The stuff below changes the first line to
central_limit 49 11
I believe "the bug" is in rmspik.chance(), which appears to assume that a
zscore in the positive direction is an indicator of certainty. That seems
to be true in the logarithmic central-limit schemes, but isn't true in the
original central-limit scheme.
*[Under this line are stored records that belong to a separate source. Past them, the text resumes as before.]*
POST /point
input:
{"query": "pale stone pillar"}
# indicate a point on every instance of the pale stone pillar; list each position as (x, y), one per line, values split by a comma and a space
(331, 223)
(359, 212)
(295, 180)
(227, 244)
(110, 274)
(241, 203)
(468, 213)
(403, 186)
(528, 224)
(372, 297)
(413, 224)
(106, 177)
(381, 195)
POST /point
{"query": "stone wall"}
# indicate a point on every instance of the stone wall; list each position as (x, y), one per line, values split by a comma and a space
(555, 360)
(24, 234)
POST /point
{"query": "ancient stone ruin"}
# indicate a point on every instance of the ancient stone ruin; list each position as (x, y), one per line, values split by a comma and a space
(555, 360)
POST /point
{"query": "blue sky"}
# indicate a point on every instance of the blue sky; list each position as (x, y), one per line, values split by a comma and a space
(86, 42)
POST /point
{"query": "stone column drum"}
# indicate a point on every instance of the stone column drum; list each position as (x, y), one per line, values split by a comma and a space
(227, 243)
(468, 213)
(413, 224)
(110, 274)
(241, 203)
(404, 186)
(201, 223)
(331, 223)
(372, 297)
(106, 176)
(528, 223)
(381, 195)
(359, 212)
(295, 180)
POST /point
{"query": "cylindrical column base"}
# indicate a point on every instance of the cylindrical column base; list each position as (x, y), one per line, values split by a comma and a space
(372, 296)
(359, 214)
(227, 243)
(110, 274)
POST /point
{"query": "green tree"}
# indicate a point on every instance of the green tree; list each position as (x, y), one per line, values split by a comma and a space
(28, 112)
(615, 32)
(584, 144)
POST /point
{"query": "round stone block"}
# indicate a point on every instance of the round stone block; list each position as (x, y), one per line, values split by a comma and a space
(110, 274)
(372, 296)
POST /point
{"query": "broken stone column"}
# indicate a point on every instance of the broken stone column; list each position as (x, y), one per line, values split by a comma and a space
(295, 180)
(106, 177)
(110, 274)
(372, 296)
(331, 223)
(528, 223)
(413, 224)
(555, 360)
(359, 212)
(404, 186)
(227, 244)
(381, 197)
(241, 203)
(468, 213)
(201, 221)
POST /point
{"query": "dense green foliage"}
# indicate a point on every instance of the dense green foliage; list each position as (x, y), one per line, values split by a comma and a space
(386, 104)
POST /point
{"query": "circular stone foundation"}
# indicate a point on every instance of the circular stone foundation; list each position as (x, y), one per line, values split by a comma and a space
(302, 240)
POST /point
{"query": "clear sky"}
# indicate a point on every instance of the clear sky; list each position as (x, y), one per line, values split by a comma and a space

Changing the first three lines like so:
# if x>=0:
# return 1.0
# x=-x/math.sqrt(2)
x = abs(x)/math.sqrt(2)
and rerunning rmspik leads to very different results under the original
central limit scheme:
Reading clim.pik ...
Nham= 7500
RmsZham= 2.93763751621
Nspam= 7500
RmsZspam= 3.62374621717
======================================================================
HAM:
FALSE POSITIVE: zham=6.64 zspam=-1.66 Data/Ham/Set10/107687.txt SURE!
Sure/ok 7413
Unsure/ok 79
Unsure/not ok 7
Sure/not ok 1
Unsure rate = 1.15%
Sure fp rate = 0.01%; Unsure fp rate = 8.14%
======================================================================
SPAM:
Sure/ok 7451
Unsure/ok 38
Unsure/not ok 11
Sure/not ok 0
Unsure rate = 0.65%
Sure fn rate = 0.00%; Unsure fn rate = 22.45%
All the problems with spam went away then, and ham gives it more trouble
now. It's still certain much more often here than under the extreme
central-limit schemes, so I still suspect RMS is a better fit to the
original cl scheme (but the probability calculation has to change to
something more symmetric).
The false positive it was certain about was the lady with a brief relevant
question, and a long, obnoxious, employer-generated sig. That's one of my
two remaining f-p under the all-default scheme too (it so happens that the
Nigerian scam quote was in the training data on these runs, so can't show up
as an f-p).